I kind of agree with this. We should probably make more effort to recovery from unexpected errors. It could be silent data corruption, or a bug that manifests with a similar way. The exception should contain more information than what an assertion condition looks like.

mfundul avatar May 27 '22 13:05 mfundul

This blurs the line between assertions and errors which we are already pretty bad at. There have been previous attempts to implement something similar and previously the agreement was to not have something like this for those reasons.

I do not think there is a blurring of lines here. We already have checks that generate error for internal conditions that are not satisfied (because of bugs). Capturing them in Debug builds where you can get a proper stack trace to investigate is far superior to getting an error and much easier to work with. This still leaves the error printout for release builds, which is what we have now.

mkindahl avatar May 27 '22 14:05 mkindahl

This blurs the line between assertions and errors which we are already pretty bad at. There have been previous attempts to implement something similar and previously the agreement was to not have something like this for those reasons.

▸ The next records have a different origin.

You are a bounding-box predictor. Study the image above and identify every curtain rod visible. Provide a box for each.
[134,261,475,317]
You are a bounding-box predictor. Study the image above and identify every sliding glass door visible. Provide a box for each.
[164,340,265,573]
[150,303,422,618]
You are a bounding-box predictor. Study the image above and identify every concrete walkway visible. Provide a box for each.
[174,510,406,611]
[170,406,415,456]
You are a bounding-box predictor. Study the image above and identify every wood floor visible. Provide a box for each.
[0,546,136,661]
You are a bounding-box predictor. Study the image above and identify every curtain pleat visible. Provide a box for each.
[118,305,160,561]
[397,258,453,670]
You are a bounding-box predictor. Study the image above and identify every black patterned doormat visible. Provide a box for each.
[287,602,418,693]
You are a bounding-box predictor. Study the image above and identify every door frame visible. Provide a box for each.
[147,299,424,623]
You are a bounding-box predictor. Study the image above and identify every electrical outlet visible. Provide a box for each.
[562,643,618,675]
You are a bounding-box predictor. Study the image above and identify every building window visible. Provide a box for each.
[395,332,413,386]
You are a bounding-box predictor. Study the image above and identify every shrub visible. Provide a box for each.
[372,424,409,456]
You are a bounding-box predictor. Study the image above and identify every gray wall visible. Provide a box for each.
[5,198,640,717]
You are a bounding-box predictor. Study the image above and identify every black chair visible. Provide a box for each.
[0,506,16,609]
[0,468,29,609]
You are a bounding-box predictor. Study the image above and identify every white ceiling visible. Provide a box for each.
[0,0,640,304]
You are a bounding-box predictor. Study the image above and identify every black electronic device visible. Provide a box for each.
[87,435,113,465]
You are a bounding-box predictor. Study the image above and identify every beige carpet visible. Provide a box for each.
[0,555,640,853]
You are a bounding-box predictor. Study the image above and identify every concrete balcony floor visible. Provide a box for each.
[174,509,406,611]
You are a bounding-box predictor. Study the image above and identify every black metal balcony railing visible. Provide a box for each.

I kind of agree with this. We should probably make more effort to recovery from unexpected errors. It could be silent data corruption, or a bug that manifests with a similar way. The exception should contain more information than what an assertion condition looks like.

See above. For release builds there is no difference compared to the current behavior, but for debug builds we get an assertion failure, which is significantly easier to work with.

mkindahl avatar May 27 '22 14:05 mkindahl

We could also make elog abort in debug. I did a similar thing for some other DBMS and it was very efficient in enforcing separation between "internal program logic errors" and "user/environment errors". Combined with fuzzing, even more so, because you know for sure if you hit something you shouldn't. Unfortunately it's postgres code so we can't change that. Your ASSERT_OR_ERROR does this and I think it's good, although the name is a bit unwieldy. Maybe Check?

akuzm avatar May 27 '22 16:05 akuzm

We could also make elog abort in debug.

If we add an assert to elog it would mean that it aborts all the time and it is also missing the explicit check, which means that it cannot be incorporated into the error message as is done here.

I did a similar thing for some other DBMS and it was very efficient in enforcing separation between "internal program logic errors" and "user/environment errors".

Yes, I have used similar methods elsewhere I find them very suited to provide clear intention in coding and also helps with making the code brief.

Combined with fuzzing, even more so, because you know for sure if you hit something you shouldn't. Unfortunately it's postgres code so we can't change that. Your ASSERT_OR_ERROR does this and I think it's good, although the name is a bit unwieldy. Maybe Check?

I agree that the name is unwieldy. I suggested AssertOr with an error level as first argument, before but got a suggestion to use something like this name.

mkindahl avatar Jun 09 '22 12:06 mkindahl

We could also make elog abort in debug. I did a similar thing for some other DBMS and it was very efficient in enforcing separation between "internal program logic errors" and "user/environment errors". Combined with fuzzing, even more so, because you know for sure if you hit something you shouldn't. Unfortunately it's postgres code so we can't change that. Your ASSERT_OR_ERROR does this and I think it's good, although the name is a bit unwieldy. Maybe Check?

I renamed the macro to ENSURE which seems less ambiguous since it is not as widely used.

mkindahl avatar Jul 27 '22 10:07 mkindahl

I'd prefer Ensure because all-caps is inconvenient to type.

akuzm avatar Oct 17 '22 11:10 akuzm

I'd prefer Ensure because all-caps is inconvenient to type.

There is really no convention for how to type macros (although most seem to be all-caps), so following the convention of Assert on this one.